His fifty-one years had marked him lightly, and, lawyer, mine owner, and capitalist, he was riding into the Senate on a chariot with golden wheels. It is the West that holds now the American sceptre.

Vreeland had watched Garston keenly at the dinner and noted his poised manner, his brilliant flashes of silence, and the grave, undisturbed courtesy of his demeanor toward the marble-faced hostess. “A man of a level head,” was Vreeland’s verdict. And he tried to read the secret of Garston’s imploring glances.

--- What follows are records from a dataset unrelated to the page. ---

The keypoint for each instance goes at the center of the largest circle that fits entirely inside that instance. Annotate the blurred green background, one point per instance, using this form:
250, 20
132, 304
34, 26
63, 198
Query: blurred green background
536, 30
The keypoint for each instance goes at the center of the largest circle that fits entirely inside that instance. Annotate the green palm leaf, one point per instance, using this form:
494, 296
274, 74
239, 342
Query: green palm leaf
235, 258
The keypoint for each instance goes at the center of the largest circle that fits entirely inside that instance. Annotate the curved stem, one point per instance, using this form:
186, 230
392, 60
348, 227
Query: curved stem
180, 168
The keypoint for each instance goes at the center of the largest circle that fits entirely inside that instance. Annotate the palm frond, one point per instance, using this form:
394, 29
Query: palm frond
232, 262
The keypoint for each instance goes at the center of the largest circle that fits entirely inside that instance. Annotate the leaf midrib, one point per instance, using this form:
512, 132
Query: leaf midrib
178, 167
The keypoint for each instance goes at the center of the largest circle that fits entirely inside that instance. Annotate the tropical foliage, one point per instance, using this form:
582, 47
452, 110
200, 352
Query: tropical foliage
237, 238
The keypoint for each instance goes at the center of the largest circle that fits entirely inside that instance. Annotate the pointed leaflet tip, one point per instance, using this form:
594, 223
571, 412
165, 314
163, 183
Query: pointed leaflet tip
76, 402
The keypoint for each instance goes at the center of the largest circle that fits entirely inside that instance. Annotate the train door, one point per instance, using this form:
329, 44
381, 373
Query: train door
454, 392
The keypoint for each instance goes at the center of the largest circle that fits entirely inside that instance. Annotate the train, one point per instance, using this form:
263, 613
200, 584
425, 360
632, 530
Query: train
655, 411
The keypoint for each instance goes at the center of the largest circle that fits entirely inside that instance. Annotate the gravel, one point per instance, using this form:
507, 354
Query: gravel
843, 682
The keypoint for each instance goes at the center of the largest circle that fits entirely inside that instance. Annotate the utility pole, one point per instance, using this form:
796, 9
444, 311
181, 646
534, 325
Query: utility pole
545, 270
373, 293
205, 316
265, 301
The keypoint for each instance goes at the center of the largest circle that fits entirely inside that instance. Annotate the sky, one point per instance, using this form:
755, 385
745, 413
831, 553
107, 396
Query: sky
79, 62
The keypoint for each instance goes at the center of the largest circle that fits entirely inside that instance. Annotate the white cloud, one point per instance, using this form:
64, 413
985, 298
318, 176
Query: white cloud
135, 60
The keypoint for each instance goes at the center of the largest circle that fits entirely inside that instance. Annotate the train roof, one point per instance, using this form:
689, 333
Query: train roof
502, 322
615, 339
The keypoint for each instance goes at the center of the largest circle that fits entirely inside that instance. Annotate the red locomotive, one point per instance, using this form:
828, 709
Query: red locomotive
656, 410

There had been no lingering cloud over the table, and no shade of Banquo was evoked to chill the later merriment. Love, veiled and unveiled, deftly footed it, among the revelers, and, only Doctor Alberg’s steady eyes, anxiously fixed upon his “star” patient, proved that but one, besides Vreeland, realized the desperate battle against Time which Elaine Willoughby was fighting out to the last. The egoistic revelers imagined their hostess’ seizure to be a mere passing weakness. They all knew the strain of the exhausting New York season.

“Charming woman, our hostess,” frankly remarked Senator Garston to Vreeland. “Type all unknown to our modest Marthas of the Occident. Here in America, our women will soon be crowned queens, if I may trust to the ‘tiara’ bearing stories of the society journals.” And a casual remark from Vreeland brought out the admission that Senator Garston had never before met the hostess. “It was to my colleague, Alynton, that I owe the honor of this presentation,” said the newly-made toga wearer. “And, as Mrs. Willoughby has been so kind to my ward, Miss Norreys, in this new acquaintance, both pleasure and duty join hands.”

But, the startled Vreeland, pacing his silent room had several times exclaimed, in his lonely rounds while waiting for Alberg, “James Garston, you are a cool-headed, thorough-paced liar! I will trace you back, my occidental friend, only to find ‘the wires crossed,’ somewhere in the past, and, from you, I will yet wrench the secret of Elaine Willoughby’s early life. Her child! Yes,” he cried, “It might well be.” He was thrilling in every fibre, for, in the dressing room, Justine had stolen to his side whispering:

“Doctor Alberg has sent for a trained nurse to help me watch with her to-night. Be on your guard.